Mohon tunggu...
Rudy Santoso
Rudy Santoso Mohon Tunggu... Penulis - Writer, Memoaris, Influencer, Property Advisor.

Rudy Akasara_Nusa Kota Malang - 1974_writer Penulis - memoaris - influencer - property advisor.

Selanjutnya

Tutup

Cerpen Pilihan

Aroma Melati di Rumah Cempaka #2

2 Desember 2022   21:09 Diperbarui: 25 Desember 2022   21:09 326
+
Laporkan Konten
Laporkan Akun
Kompasiana adalah platform blog. Konten ini menjadi tanggung jawab bloger dan tidak mewakili pandangan redaksi Kompas.

*** Sebuah Tanda Keberadaan Arwah Cewek Penasaran.


Setelah berinteraksi dengan arwah cewek yang meninggal dunia penasaran di rumah Bagus malam itu, keberadaan arwah cewek yang bernama Mbak Asih selalu mengikuti kemana Raka pergi. Saat Raka berada di rumah, Mbak Asih selalu mengikuti walaupun arwah cewek ini tidak berani masuk ke rumah Raka. Keberadaan Mbak Asih di manapun selalu di tandai dengan aroma bunga melati yang sangat harum menusuk, di sertai dengan angin yang berhembus.

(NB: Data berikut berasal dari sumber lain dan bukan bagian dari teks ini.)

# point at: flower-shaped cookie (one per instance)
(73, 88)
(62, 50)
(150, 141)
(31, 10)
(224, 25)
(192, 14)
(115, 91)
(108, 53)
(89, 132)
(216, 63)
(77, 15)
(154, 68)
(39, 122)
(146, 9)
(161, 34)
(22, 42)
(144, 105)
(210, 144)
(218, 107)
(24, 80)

Keberadaan Mbak Asih sa’at datang selalu ditandai aroma bunga melati, semua teman-teman Raka yang biasa begadang sudah di beritahu hal ini, untuk mencegah kepanikan jika suatu saat terjadi di suatu tempat ketika mereka begadang. Kadang terdengar suara di telinga Raka  yang di bisikkan oleh arwah Mbak Asih dengan tujuan memberitahukan sesuatu pada saat di luar rumah.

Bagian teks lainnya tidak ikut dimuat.